Antes de las presentaciones desde las tablas Fito solicitaría al público un saludo para los asistentes al día siguiente a la segunda cita gijonesa. Grabado en vídeo los protagonistas del día recibirían el de la anterior parada de la gira, el de los que acudieron a la parada en Zaragoza. “Soldadito Marinero” pondría banda sonora a la primera despedida del combo. Bajo un mar de luces provocadas por los móviles que sinceramente nunca tendrán la magia de los mecheros de antaño. Abrazados al frente del escenario ponían fin al set. Una pequeña pausa antes de unos bises que iniciaban Fito y Raya solos sobre el escenario, acústicas en ristre para arrancar “La Noche Más Perfecta”.

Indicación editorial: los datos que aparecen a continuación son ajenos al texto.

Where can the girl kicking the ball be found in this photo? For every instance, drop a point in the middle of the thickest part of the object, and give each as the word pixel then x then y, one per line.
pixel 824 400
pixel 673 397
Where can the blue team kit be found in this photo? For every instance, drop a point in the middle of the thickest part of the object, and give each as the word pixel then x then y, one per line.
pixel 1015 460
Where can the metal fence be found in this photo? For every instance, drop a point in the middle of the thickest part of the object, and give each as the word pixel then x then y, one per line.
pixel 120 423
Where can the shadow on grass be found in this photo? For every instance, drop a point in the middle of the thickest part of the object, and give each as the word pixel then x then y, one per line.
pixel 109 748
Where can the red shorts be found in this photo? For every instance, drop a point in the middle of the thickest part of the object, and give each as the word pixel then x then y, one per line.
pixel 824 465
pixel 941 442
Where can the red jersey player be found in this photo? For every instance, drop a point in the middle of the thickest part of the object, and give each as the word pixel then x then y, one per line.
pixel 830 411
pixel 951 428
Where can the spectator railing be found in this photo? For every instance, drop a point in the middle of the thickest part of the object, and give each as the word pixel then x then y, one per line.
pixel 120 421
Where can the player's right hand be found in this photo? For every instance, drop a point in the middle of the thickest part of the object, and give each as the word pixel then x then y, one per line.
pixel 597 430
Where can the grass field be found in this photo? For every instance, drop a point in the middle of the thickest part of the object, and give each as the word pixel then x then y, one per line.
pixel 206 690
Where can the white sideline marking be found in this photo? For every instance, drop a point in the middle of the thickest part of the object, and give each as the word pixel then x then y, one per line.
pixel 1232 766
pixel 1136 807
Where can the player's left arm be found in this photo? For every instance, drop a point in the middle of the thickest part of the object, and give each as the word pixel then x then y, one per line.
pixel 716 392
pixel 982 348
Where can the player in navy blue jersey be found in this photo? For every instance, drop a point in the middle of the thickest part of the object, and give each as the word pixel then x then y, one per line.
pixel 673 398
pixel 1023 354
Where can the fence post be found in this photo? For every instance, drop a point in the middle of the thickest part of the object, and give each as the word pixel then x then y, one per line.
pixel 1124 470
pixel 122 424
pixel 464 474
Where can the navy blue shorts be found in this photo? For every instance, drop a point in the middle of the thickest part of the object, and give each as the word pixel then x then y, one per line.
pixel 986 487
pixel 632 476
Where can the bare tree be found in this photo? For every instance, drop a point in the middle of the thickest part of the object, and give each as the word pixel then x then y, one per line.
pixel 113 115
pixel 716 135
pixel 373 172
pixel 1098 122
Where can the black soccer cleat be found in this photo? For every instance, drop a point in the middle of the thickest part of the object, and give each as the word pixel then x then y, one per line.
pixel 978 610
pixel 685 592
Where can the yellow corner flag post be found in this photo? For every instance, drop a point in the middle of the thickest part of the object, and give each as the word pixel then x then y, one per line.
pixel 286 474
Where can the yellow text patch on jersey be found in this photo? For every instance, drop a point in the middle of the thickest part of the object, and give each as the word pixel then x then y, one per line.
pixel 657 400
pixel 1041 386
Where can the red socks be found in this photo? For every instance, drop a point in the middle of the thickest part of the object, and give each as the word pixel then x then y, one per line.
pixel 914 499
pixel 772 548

Los decibelios subirían notablemente con la revisión de “Entre Dos Mares”, tema original de aquellos Platero y Tú con los que Fito se daría a conocer y que tan buenas noches de rock n’ roll nos dieron en los 90. En ese momento muchos echamos en falta un recuerdo al tristemente fallecido Jorge Ilegal o Robe Iniesta, tan importante en los inicios de Fito y Fitipaldis, pero ya se sabe que no se puede tener todo en esta vida.
Como bien dijo el señor Cabrales, agradecido por hacernos tan felices, cerraron su actuación con “Siempre Estoy Soñando” dejando patente tras más de 120 minutos de deleite sónico que posiblemente son la “jam band” más grande que ha dado el rock español.